Alberta is working on a bill aimed at helping healthcare workers, providing them legal protection from lawsuits regarding COVID-19.
United Conservative backbencher Richard Gotfried elaborated, saying that legislation offers protection, but will do nothing for any healthcare workers and care homes that have been proven to be demonstrably derelict. They say that this bill is more about holding people to account, saying that lawsuits about COVID-19 should only happen when death and illness happens due to proper healthcare standards not being met.
The bill is to protect healthcare workers, like doctors, pharmacists, and the like, from the kinds of frivolous suits that law firms like MyDefence.ca call foul on. Gross negligence, they note, would have to happen for lawsuits, involving flagrant failure to implement or follow an accepted standard of care as per defined by the law.
The proposed law would also be retroactive to March 1, 2020, which would be around Canada officially got hit by the coronavirus pandemic.
If the law passes, any existing lawsuit must be amended to meet the proper threshold of gross negligence. Even any cases that have been properly handled by law firms like MyDefence.ca and the like.

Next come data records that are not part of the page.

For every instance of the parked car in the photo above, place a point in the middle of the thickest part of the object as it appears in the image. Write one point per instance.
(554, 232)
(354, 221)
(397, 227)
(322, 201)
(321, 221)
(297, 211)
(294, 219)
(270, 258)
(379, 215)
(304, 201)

Guardian Law Group partner Mathew Farrell wonders about the law and its objective, noting that the bill somewhat compromises the accountability that the threat of legal action helps promote.
Farrell stated that, should the bill pass, the firm will fire back with a constitutional challenge, arguing that it would handle seniors and the less able-bodied differently.
Alberta has seen around 2,000 COVID-related deaths, with 61% happening in long-term care facilities or supportive living sites, especially during the earlier months of the pandemic.
Death numbers have dropped as the months passed, due to seniors and care-home residents were vaccinated.
According to Alberta’s government, there are four outstanding lawsuits in the province that would have to be amended as per the terms of the legislation should it pass, and would lead to more lawsuits.
Notably, the legislation is similar to the rules that Ontario, Nova Scotia, New Brunswick, and the British Columbia have. Saskatchewan is also considering similar legislation.